NFT, short for non-fungible token, is a blockchain-based technology that guarantees the authenticity of a file in digital format like a work of art, as well as who owns it.
At an auction organized by the Sotheby’s house that began in mid-June and ended this Wednesday, Berners-Lee put up for sale as NFC the original WWW archive, which he developed between October 3, 1990 and August 24, 1991.
Finally, the bid that got the lot was worth $ 5,434,500, as the Sotheby’s auction page explains.
The WWW code, on the Sotheby’s page with the price. Photo Sotheby’s
In total 9,555 lines of code put up for sale, included the implementations of the three languages developed by Berners-Lee: HTML (HyperText Markup Language, the markup language for creating web pages), HTTP (Hypertext Transfer Protocol) and URI (Uniform Resource Identifier).
Along with these files, accompanied by temporary certification, Berners-Lee also put up for sale the set of documents that explained to users how to use the application, considered the first browser in history, as well as a black and white video without sound showing an animation of the code while writing and a letter written by Berners-Lee in 2021.
Tim Berners-Lee and the code of the World Wide Web. Photo Sotheby’s
Berners-Lee defended his decision to sell this code in statements to The Guardian, claiming that its sale is “fully aligned with the values of the web”.
The engineer clarifies that with the auction he is not selling the Web, that it will continue to be “free and free”, as always, since “the central codes and protocols of the web are free of rights.”
The creation of the web
In 1989, Tim Berners-Lee, a British physicist turned computer scientist, devised an information exchange system that would allow scientists to access to data from anywhere in the world.
While working at CERN’s Computing Center (originally the European Council for Nuclear Research, now the European Organization for Nuclear Research) near Geneva, christened the new network the World Wide Web (WWW).
In 1990 and 1991, he wrote the program that created the first Internet browser, laying the practical foundation for today’s web.
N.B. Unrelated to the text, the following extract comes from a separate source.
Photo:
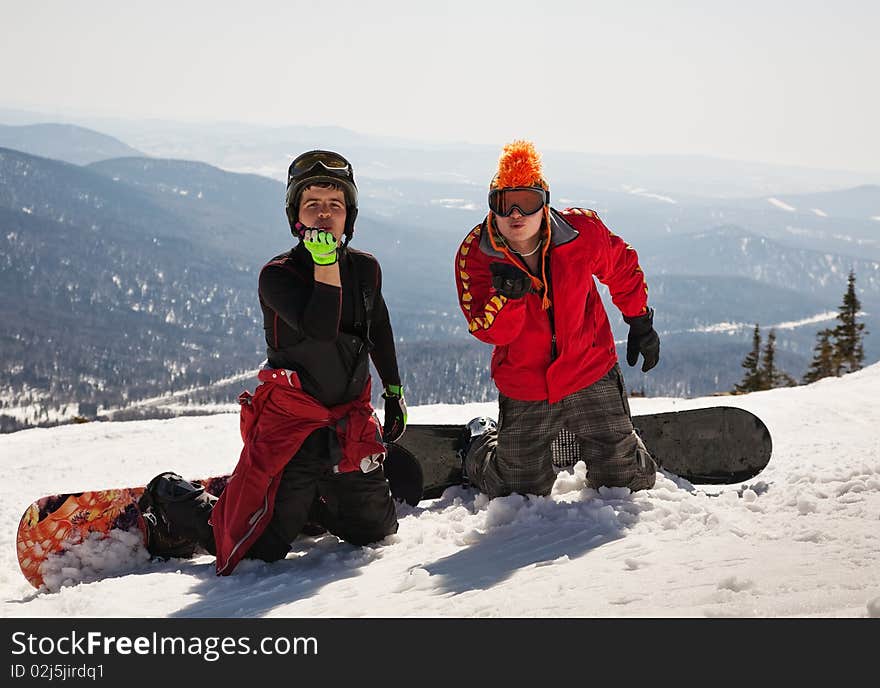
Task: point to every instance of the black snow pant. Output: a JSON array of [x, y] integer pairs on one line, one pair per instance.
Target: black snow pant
[[518, 456], [356, 507]]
One of the first web browsers: Netscape Navigator. Netscape Photo
In the process, he invented the concepts of URL (Internet address), HTTP (which allows you to find a site), and HTML (the standard computer language for creating web pages).
Determined to make the web an open space, Tim Berners-Lee did not patent his program and made it freely available to all, which contributed to its dissemination.
Just over three decades after its invention, it put the original files up for sale from the program as a collector’s item. After the auction, you will receive a portion of the wealth generated, but you plan to donate the entire proceeds to charity.
The bundle included an animated version of those nearly 10,000 lines of code and a letter from the author.
“10 years ago we could not have” make this sale, said Cassandra Hatton.
The advent of “NFT” technology, which creates a digital certificate of ownership that cannot be forged, changed the situation in the eyes of collectors, who now have the assurance that your purchases can be traced.